Soobin pikir memang begitu, tapi hari ini, saat dia menemukan dirinya sendiri tidak bisa menyentuh Yerin yang hendak menjatuhkan diri dari atas gedung, Soobin jadi kembali mempertanyakan hal itu.

Dia sendiri sebenarnya tidak yakin apakah dia adalah manusia yang sudah mati, lalu menjadi arwah dan tidak pergi ke alam baka. Namun dengan semua bukti di hadapannya, Soobin jadi punya kemungkinan lain tetang dirinya, kemungkinan bahwa dia sebenarnya sudah kehilangan nyawa.

Dan itulah kenapa dia merasakan keputusasaan yang begitu menyiksa. Dia hanyalah seorang arwah, dan dia tidak bisa menyelamatkan Yerin, tidak bisa mencegah gadis itu dari apa yang hendak dilakukannya.

Saat pikirannya sudah benar-benar berantakan, Soobin tidak menyangka sama sekali kalau secercah harapan akan datang menyapanya.
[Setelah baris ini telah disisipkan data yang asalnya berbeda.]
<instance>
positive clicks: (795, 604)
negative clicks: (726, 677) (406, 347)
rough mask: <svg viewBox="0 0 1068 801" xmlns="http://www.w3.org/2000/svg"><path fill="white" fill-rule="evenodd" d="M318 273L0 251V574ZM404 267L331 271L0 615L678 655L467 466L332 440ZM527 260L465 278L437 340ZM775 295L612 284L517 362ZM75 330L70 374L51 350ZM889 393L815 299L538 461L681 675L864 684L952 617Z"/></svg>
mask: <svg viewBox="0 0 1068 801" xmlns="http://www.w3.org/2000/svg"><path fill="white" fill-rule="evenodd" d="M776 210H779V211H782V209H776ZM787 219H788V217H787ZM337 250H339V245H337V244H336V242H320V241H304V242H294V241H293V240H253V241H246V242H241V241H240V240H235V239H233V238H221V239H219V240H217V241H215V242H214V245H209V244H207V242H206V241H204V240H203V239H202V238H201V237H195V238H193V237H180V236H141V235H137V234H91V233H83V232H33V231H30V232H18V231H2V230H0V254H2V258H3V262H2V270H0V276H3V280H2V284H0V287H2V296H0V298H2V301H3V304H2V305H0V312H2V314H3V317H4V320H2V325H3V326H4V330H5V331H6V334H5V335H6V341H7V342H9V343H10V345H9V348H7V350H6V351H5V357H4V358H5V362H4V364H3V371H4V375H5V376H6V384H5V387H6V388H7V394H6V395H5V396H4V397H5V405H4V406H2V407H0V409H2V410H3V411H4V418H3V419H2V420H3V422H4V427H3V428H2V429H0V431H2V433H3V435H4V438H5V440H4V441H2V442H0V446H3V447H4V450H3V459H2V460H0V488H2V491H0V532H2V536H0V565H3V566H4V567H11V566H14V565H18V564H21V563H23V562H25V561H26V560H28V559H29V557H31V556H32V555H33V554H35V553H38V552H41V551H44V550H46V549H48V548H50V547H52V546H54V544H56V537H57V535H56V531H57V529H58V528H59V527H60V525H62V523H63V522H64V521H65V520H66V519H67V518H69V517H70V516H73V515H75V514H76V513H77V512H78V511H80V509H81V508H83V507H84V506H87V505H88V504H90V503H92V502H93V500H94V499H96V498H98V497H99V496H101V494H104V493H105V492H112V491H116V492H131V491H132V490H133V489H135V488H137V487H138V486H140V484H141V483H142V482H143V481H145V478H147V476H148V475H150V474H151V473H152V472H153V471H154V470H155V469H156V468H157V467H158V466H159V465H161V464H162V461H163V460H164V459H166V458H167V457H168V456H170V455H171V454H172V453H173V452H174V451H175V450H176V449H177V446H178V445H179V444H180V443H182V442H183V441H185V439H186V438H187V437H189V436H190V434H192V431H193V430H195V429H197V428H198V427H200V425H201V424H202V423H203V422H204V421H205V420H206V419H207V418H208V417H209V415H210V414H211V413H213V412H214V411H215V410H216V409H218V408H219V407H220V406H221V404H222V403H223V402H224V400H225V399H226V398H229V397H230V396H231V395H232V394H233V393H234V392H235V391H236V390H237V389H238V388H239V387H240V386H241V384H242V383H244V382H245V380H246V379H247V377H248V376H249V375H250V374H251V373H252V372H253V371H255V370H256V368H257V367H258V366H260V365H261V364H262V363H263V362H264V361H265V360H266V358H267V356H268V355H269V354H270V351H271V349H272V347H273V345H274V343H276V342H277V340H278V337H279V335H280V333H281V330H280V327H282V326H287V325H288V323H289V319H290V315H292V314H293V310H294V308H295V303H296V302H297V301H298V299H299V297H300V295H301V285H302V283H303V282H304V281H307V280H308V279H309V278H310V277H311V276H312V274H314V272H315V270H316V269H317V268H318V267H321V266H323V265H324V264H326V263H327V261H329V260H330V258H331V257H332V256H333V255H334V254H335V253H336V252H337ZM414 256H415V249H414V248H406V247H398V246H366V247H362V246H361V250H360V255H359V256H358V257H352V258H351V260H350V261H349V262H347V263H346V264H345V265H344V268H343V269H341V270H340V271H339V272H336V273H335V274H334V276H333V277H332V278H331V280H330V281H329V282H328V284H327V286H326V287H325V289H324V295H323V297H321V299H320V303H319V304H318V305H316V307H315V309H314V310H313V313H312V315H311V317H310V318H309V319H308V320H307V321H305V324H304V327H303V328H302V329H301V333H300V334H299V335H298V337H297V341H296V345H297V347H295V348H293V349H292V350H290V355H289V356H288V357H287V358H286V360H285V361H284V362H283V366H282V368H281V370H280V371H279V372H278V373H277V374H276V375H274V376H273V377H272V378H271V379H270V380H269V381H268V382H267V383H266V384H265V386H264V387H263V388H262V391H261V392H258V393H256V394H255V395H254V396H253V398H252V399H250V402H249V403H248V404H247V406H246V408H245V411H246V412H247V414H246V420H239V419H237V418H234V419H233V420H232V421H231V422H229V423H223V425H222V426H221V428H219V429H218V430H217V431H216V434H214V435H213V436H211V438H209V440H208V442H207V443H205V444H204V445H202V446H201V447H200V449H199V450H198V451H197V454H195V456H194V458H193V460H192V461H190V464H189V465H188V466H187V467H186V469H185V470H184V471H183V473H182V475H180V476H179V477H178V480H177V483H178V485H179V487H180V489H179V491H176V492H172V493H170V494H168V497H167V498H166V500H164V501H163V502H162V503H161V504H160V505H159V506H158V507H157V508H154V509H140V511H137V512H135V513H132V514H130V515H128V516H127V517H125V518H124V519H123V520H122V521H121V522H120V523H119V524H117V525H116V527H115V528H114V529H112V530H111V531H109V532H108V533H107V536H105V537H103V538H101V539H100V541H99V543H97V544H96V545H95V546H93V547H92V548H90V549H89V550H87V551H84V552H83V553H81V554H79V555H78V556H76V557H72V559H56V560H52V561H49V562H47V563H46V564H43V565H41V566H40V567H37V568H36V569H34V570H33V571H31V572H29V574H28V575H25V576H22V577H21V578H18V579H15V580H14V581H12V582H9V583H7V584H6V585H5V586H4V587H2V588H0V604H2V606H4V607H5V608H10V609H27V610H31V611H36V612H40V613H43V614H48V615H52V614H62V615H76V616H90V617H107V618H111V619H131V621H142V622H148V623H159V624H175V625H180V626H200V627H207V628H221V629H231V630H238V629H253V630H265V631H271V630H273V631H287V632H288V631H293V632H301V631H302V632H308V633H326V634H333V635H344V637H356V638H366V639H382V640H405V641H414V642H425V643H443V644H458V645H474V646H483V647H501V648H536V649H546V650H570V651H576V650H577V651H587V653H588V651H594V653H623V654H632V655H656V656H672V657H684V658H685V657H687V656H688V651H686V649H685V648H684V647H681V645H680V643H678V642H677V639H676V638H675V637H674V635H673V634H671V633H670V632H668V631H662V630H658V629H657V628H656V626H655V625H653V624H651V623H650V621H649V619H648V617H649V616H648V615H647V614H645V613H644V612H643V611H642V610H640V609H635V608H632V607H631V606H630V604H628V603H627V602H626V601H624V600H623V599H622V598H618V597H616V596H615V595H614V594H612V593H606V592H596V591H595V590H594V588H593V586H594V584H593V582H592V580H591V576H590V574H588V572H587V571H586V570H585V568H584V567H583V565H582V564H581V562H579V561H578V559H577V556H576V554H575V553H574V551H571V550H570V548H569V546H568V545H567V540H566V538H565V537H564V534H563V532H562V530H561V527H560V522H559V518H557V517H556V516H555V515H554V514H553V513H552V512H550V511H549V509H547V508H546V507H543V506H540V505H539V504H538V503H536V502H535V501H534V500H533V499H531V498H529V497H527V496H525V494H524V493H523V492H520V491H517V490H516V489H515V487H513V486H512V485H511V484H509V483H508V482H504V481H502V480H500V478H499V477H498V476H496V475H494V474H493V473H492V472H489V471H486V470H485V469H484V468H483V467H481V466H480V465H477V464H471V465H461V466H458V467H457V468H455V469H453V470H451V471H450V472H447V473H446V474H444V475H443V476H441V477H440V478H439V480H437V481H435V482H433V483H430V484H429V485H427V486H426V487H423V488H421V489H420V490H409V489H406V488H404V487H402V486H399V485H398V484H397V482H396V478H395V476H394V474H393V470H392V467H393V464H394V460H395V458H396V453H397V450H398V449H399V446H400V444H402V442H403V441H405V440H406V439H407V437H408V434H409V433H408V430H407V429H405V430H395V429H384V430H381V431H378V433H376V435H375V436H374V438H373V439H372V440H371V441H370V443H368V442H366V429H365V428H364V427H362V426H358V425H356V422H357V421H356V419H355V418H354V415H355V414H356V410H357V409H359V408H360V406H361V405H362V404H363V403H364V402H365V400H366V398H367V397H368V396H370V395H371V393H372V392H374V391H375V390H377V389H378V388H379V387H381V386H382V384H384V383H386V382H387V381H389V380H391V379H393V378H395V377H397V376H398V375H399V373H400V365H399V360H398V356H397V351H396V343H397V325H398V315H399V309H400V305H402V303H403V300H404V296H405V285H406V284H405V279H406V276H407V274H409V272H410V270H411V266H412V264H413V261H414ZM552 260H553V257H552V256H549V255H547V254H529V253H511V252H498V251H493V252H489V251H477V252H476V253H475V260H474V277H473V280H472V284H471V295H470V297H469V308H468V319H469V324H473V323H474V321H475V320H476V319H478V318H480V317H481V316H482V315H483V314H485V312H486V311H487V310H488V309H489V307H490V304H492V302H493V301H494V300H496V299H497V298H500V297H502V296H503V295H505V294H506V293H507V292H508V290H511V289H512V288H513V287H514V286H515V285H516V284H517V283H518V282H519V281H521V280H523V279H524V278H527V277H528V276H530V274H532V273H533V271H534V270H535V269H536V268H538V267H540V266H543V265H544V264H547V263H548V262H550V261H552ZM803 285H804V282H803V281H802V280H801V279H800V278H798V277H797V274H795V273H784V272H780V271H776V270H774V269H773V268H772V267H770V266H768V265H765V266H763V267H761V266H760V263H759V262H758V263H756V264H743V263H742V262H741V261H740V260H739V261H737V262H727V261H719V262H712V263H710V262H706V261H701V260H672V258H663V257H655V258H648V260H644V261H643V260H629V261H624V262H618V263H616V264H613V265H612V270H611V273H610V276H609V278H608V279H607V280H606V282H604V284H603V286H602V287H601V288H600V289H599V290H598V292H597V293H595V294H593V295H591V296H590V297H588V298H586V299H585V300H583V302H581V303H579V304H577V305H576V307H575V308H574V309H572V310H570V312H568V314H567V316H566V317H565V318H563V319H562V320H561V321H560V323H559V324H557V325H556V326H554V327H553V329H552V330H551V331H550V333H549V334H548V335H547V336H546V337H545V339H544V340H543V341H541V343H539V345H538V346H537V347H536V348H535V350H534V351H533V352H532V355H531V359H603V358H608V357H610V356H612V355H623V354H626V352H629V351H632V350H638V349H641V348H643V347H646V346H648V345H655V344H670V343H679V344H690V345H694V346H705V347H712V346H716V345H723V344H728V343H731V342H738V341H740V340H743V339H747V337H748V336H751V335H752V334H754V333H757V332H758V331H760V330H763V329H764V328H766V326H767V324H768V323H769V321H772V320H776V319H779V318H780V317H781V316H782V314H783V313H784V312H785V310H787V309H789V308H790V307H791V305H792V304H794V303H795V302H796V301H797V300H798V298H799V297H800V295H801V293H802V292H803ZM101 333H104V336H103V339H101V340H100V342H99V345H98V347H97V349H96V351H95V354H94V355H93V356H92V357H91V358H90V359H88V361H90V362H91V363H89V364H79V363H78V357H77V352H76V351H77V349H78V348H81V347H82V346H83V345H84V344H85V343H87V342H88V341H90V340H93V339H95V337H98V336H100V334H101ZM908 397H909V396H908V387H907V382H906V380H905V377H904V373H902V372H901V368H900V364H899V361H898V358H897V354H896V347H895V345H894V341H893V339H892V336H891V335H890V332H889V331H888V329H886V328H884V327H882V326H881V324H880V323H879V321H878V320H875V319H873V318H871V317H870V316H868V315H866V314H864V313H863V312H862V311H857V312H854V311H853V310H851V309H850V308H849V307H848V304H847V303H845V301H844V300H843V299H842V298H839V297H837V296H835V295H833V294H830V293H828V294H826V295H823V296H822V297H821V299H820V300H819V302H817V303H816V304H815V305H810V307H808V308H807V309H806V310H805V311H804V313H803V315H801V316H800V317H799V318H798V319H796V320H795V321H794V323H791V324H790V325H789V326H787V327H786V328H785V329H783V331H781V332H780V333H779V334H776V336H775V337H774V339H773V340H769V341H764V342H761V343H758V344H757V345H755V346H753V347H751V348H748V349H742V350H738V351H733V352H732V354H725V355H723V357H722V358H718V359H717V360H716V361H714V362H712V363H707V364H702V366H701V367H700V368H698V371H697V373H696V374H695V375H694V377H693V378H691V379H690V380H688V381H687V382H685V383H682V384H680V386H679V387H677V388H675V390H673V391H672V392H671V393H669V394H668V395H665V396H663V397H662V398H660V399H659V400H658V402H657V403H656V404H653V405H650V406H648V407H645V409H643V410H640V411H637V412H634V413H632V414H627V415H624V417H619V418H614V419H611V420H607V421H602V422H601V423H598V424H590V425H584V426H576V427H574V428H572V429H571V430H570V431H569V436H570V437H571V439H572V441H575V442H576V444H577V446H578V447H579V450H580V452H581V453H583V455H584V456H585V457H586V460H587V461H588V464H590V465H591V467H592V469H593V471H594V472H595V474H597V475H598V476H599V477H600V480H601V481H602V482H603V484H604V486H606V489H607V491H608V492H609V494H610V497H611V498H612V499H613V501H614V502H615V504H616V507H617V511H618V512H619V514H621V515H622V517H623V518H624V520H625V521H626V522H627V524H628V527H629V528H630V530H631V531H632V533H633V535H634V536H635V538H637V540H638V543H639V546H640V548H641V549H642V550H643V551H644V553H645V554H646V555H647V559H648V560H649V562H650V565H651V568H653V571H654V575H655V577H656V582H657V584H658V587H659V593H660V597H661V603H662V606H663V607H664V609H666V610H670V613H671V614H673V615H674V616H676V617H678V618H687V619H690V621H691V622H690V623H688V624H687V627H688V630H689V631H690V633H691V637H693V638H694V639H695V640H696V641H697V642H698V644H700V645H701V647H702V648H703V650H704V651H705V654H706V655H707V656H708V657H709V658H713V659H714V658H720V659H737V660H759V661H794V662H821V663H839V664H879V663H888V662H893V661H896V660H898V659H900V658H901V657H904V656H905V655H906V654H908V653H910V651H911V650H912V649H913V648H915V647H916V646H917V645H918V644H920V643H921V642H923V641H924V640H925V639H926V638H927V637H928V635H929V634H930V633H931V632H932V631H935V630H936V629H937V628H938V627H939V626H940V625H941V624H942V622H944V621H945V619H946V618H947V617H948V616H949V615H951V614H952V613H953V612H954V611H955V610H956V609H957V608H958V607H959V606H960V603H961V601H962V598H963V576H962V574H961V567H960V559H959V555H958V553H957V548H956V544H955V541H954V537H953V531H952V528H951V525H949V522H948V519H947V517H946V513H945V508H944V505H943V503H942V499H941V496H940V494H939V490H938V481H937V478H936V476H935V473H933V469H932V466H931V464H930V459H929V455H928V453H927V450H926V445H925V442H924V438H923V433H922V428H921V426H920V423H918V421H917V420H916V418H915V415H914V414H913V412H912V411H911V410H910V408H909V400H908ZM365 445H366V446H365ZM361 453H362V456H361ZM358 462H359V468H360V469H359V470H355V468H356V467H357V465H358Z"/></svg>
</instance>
Gadis itu, kembali memegang pagar pembatas dengan kedua tangan. Dia berbalik secara hati-hati, menaiki pagar itu perlahan, dan berhasil melewatinya dengan mudah. Lalu seperti tidak ada hal apapun yang terjadi, Yerin berjalan memasuki gedung, kemudian hilang ditelan pintu.

Soobin yang merasa lemas menjatuhkan dirinya di lantai. Merasa bersyukur karena Yerin tidak benar-benar melompat dari sana. Tapi dia tidak bisa tenang secepat itu mengingat keadaan dirinya yang sekarang.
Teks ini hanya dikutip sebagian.